Yesterday at the gym I was having a discussion with a Nam fart about the young guys returning. We were saying how the young ones have a way better opportunity to adjust to life due to awareness and the inroads that have been taken with regards to PTSD.

Then this 'COCK' arrived on the scene. An ex grunt who believes he knows all. Well, this 'COCK' (thought I would highlight that), so as I was saying, he proceeded to tell me and Bill (the Nam Fart) that he and the young guys have it way worse than the Nam guys and refused to believe that the young fella's have a better chance at adjusting to their symptoms and leading a semi-normal life.

He almost wore the 15 kg dumbell I was holding as an ornament!!!!!!!!!!!!!!!!!!!!!!!!!!!!!!!!! COCK
What a dick bag. It's the Nam veteran's that have help set the ground work for all the positive changes that have happened in the last decade(even more before then.)

I'm at the veteran's hospital once a week, working on my free time, and 80% of the people I help are Nam veteran's. And my supervisor is a Nam Veteran with PTSD. He's been there to talk to me and help me with my issues. And I have a friend who served in the SF in Nam, who helped me when I came back. Pisses me off that Nam veteran's had to suffer so much and receive little to no help for decades. I can't image how out of control I would be if there was zero help out there for me.
 
Well first, Thanks Guys for coming to our defense. It's appreciated.

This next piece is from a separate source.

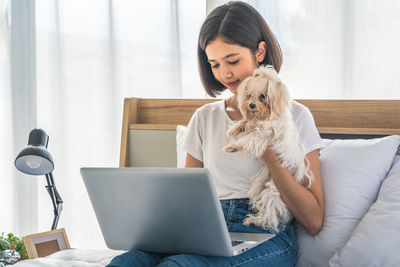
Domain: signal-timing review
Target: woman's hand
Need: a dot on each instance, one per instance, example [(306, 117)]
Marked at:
[(306, 204)]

There really is no group that 'had it harder then ________'. Every theater of war since WW2 has been different. The only thing that's the same is that people die. To some guys EVERYTHING is a pissing contest. You don't know what his issues are or how he has to deal with them. Pretty much sounds like a dick, though.

We're from all over the world and have fought in many different places and at many different times. Perhaps the only things that brought us together here and has given us a better understanding is the fact that we're all vets and have PTSD.

Jar
 
The guy did not even let us finish. We were about to say that nobody is worse off 'PTSD' wise than anyone else. And unlike WWII, when your in the theater of battle, nowhere is safe.

The only difference between Nam veterans and the present day veteran is that PTSD is starting to not have a stigma about it.